Ecco il bilancio di MSF da 8 mesi di ricerca e soccorso in mare:

1. Il 2016 è già l’anno più letale di sempre e non è ancora finito.

Dal 1 gennaio a oggi almeno 4.690 uomini, donne e bambini sono morti cercando di attraversare il Mediterraneo, circa 1.000 in più rispetto a tutto il 2015. Questo numero non si deve a un aumento significativo degli arrivi ma solo a un’aumentata mortalità. Nel 2016, circa 1 persona su 41 è morta nella traversata. Nonostante i numeri scioccanti e l’enorme perdita di vite umane, la risposta dell’Europa è ancora quella della guerra ai trafficanti, focalizzata su misure deterrenti e sull’esternalizzazione delle frontiere più che sulla necessità di salvare vite e garantire passaggi sicuri in Europa. Con l’unico effetto di spingere i trafficanti a operare in modo ancora più pericoloso per evitare i controlli alle frontiere, a costo di ulteriori morti in mare.

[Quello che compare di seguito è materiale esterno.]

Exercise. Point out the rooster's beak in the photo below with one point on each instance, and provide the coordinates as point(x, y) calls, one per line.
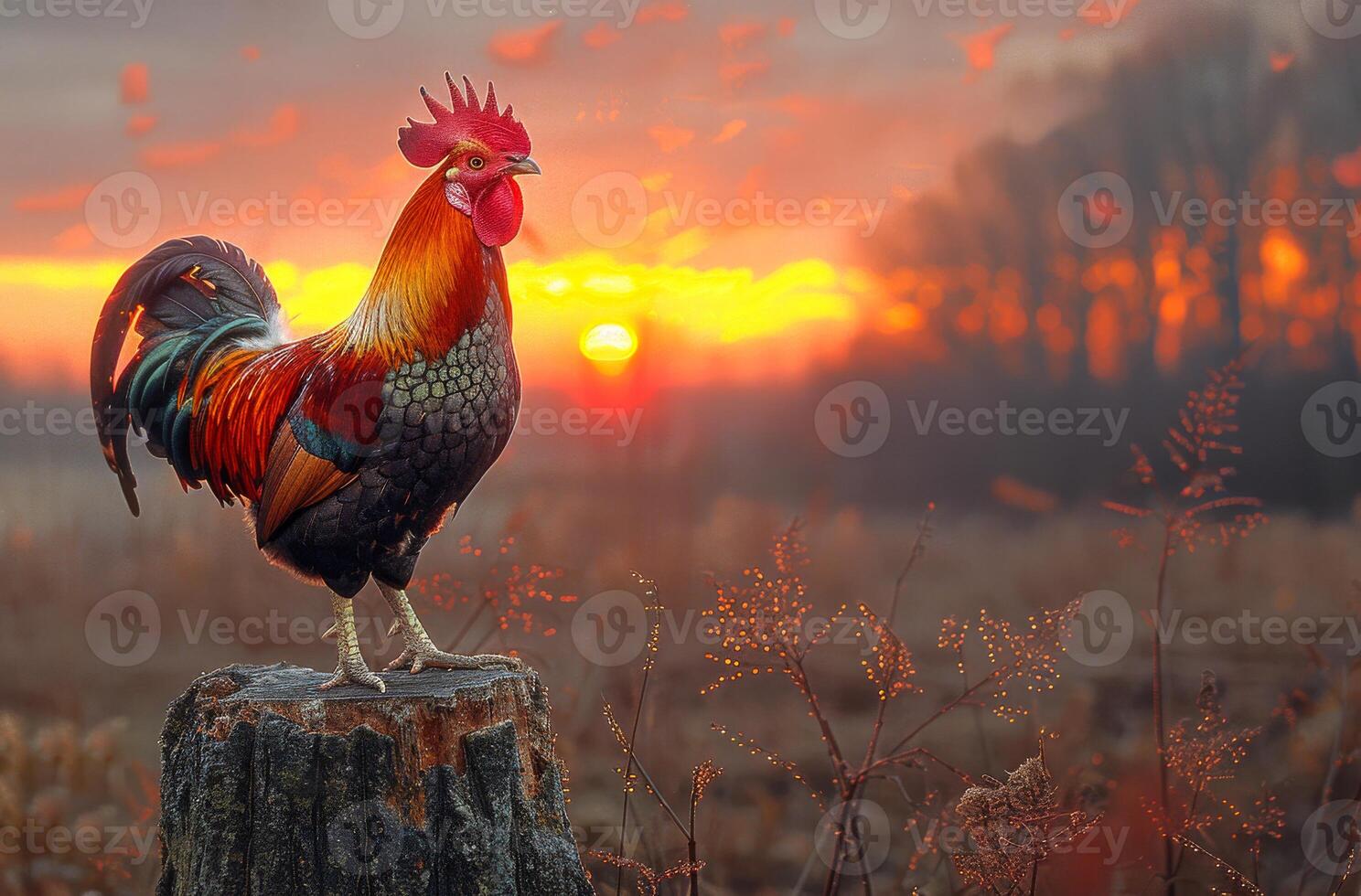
point(523, 166)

2. Uomini, donne e bambini stipati in barconi sempre più precari

Nel 2016 MSF ha soccorso persone da 134 gommoni di qualità estremamente scadente e da 19 barche di legno. Le grandi barche di legno del 2014 e 2015 sono state sostituite da gommoni economici e “mono-uso”, perché i trafficanti assumono che verranno intercettati e distrutti nell’ambito delle operazioni militari anti-scafisti dell’Unione Europea. Queste imbarcazioni di bassissima qualità hanno causato innumerevoli tragedie e MSF ha recuperato i corpi di persone asfissiate, schiacciate dal peso di centinaia di compagni di viaggio, annegate sul fondo dei gommoni in pozze tossiche di acqua e carburante.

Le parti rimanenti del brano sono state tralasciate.